Hi, I am new in CNN and Pytorch. I am wondering how in the first layer the input channel is 3 and the output is 6 (self.conv1 = nn.Conv2d(3, 6, 5) How the volume size of the output calculated?

I know there is a formula W2=(W1−F+2P)/S+1 to calculate the output, and I read this http://cs231n.github.io/convolutional-networks/#architectures which explained very well but still I cannot understand why in this (self.conv1 = nn.Conv2d(3, 6, 5)) input is 3 and output channel is 6.?

For example, in the following script, I could understand the output channel of each layer is the input of the next layer but couldn’t figure out how it calculated in the first line while the size of the image is 32323
any help would appreciate.

Conv kernels operate on the whole input channels as described in your link.
The out_channels give the number of different kernels used.
So in your first conv layer you are using 6 different kernels with a size of [3, 5, 5].
In other words, each kernel has a spatial size of 5 and a depth of 3, since your input volume has 3 channels.
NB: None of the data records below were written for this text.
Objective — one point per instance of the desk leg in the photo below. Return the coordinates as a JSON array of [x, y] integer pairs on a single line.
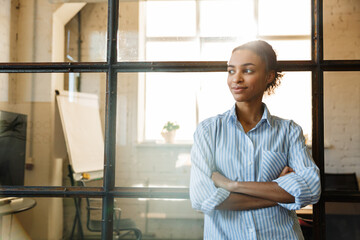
[[77, 220]]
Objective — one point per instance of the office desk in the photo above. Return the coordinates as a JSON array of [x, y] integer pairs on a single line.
[[305, 211], [16, 205], [10, 206]]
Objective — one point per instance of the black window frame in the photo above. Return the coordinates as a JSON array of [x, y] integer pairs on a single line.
[[317, 65]]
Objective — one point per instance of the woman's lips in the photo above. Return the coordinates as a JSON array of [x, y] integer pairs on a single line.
[[239, 89]]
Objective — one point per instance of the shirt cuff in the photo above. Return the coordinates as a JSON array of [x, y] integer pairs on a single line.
[[208, 206], [297, 187]]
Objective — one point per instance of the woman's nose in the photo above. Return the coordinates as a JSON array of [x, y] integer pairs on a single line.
[[237, 78]]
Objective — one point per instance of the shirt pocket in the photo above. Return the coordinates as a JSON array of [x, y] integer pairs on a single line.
[[272, 164]]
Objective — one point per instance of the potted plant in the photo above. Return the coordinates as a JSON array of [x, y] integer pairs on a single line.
[[169, 130]]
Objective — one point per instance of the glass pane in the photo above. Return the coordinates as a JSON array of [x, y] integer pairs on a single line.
[[48, 32], [292, 100], [341, 30], [167, 18], [40, 137], [292, 49], [210, 30], [218, 18], [176, 51], [163, 218], [218, 51], [342, 220], [342, 122], [32, 218], [282, 17]]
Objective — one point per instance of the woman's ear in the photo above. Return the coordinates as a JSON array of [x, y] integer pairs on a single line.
[[270, 77]]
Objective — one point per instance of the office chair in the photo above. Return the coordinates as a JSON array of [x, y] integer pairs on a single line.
[[121, 226], [341, 182]]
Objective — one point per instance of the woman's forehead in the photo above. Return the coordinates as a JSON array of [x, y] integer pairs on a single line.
[[244, 57]]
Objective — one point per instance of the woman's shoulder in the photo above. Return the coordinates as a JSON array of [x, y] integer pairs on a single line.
[[215, 121], [287, 123]]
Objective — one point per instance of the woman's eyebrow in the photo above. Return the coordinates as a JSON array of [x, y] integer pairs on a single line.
[[243, 65]]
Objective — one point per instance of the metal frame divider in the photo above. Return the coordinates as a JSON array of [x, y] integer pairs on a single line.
[[111, 67]]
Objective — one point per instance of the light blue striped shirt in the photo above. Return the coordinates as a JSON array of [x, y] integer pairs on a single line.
[[220, 144]]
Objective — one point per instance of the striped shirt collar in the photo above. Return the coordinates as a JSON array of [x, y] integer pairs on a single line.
[[265, 117]]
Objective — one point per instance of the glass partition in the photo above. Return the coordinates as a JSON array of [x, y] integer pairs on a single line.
[[211, 29], [53, 32], [148, 101], [163, 218], [43, 128], [341, 30], [342, 122]]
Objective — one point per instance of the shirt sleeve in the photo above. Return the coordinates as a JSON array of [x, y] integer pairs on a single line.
[[304, 184], [204, 195]]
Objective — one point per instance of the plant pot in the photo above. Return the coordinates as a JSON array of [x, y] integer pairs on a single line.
[[169, 136]]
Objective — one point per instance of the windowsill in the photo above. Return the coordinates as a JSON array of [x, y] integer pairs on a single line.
[[162, 144]]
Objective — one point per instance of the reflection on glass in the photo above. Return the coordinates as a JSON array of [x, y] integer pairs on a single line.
[[12, 148], [53, 32], [342, 122], [292, 49], [227, 18], [341, 30], [50, 146], [163, 218], [167, 18]]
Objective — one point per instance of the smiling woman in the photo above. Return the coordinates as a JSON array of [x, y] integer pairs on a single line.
[[247, 159]]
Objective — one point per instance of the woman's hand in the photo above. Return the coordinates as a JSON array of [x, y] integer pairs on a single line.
[[286, 171], [221, 181]]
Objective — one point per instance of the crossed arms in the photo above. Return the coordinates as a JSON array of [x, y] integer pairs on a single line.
[[252, 195]]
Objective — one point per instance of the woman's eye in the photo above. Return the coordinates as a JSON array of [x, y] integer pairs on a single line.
[[248, 71]]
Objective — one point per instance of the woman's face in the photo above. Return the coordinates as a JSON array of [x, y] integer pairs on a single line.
[[247, 76]]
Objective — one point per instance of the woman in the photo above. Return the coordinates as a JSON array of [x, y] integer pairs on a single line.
[[251, 170]]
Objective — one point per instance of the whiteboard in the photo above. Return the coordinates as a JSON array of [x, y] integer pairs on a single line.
[[80, 118]]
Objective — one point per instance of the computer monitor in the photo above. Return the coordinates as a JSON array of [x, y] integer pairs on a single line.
[[12, 148]]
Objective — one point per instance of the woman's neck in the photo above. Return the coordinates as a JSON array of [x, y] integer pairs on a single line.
[[249, 114]]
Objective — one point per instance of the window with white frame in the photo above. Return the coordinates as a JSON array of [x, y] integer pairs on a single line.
[[208, 30]]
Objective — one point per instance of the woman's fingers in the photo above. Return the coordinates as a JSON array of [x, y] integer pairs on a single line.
[[286, 170]]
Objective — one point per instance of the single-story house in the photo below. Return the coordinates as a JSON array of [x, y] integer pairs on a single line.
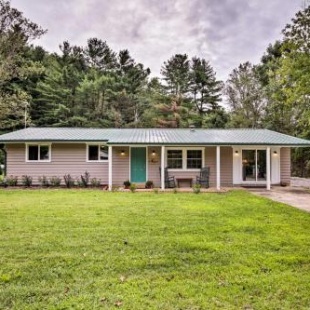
[[236, 157]]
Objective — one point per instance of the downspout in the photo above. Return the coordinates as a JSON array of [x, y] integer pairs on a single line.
[[2, 148]]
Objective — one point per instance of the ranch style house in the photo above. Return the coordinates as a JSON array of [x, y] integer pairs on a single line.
[[234, 157]]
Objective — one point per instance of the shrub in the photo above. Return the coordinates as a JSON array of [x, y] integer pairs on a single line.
[[127, 184], [68, 180], [149, 184], [196, 188], [27, 180], [55, 181], [44, 181], [95, 182], [133, 187], [84, 179], [11, 180]]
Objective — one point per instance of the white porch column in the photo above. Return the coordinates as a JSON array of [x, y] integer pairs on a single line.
[[110, 167], [268, 170], [218, 168], [162, 167]]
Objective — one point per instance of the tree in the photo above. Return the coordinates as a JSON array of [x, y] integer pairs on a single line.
[[99, 55], [176, 73], [245, 96], [205, 94], [16, 32]]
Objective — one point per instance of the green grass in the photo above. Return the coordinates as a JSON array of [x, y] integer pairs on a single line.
[[85, 249]]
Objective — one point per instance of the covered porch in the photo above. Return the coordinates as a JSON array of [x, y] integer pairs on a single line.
[[139, 163]]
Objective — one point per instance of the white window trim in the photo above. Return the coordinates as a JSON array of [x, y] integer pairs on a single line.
[[184, 157], [39, 145], [98, 160]]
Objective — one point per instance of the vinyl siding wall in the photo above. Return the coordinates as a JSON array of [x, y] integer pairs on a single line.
[[285, 165], [71, 158], [65, 159], [210, 161]]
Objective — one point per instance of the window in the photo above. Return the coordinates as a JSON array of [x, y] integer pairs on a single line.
[[174, 159], [194, 159], [38, 152], [185, 158], [254, 165], [97, 153]]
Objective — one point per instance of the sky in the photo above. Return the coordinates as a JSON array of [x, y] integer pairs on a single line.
[[224, 32]]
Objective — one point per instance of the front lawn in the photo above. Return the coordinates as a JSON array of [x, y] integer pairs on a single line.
[[89, 249]]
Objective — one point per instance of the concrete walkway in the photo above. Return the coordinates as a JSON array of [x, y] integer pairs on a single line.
[[297, 197]]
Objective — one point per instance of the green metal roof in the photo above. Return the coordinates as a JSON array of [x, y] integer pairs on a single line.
[[158, 136]]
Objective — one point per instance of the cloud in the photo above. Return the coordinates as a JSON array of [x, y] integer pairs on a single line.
[[226, 32]]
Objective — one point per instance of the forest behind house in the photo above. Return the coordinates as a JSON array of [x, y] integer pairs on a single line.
[[94, 86]]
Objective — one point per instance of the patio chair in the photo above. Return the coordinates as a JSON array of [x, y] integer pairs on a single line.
[[203, 178], [169, 180]]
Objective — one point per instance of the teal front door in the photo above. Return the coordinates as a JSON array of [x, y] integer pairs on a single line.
[[138, 165]]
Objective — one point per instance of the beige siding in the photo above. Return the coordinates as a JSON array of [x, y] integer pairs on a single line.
[[210, 161], [71, 158], [285, 165], [226, 166], [65, 159], [153, 165], [120, 165]]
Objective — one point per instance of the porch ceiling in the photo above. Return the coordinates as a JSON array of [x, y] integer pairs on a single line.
[[158, 136]]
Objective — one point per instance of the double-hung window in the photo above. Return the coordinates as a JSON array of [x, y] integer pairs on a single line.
[[38, 152], [97, 152], [185, 158]]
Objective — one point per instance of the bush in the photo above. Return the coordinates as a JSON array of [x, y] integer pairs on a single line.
[[68, 180], [95, 182], [149, 184], [55, 181], [44, 181], [133, 187], [27, 180], [196, 188], [11, 180], [127, 184], [84, 179]]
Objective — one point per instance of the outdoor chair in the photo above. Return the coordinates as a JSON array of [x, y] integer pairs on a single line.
[[169, 180], [203, 178]]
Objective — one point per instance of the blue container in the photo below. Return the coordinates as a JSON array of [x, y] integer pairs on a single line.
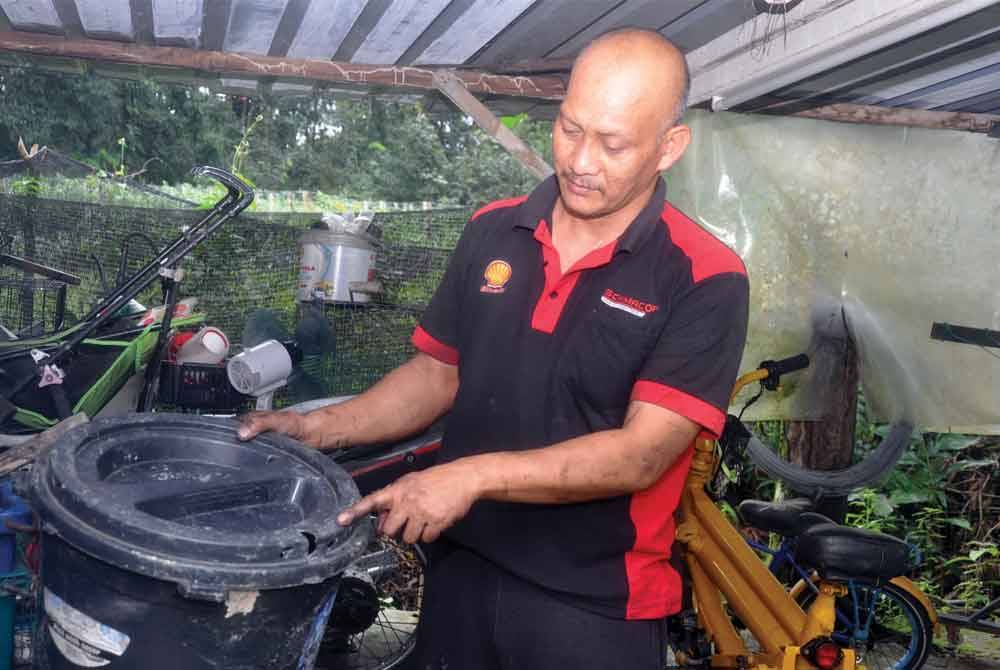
[[12, 508]]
It’s a design choice and is similar to the number of hidden neurons in a linear layer.
Using more kernels gives the model more capacity, which might be helpful or harmful depending on the problem. In the tutorial it might just have been a decision to make the model performing good enough, while still having enough speed so that it can run on CPU smoothly.

@ptrblck, I was rereading this post. I am wondering what does it mean is similar to the number of hidden neurons in a linear array, because there is not any 6 in linear layers. Thanks in advance for all your help.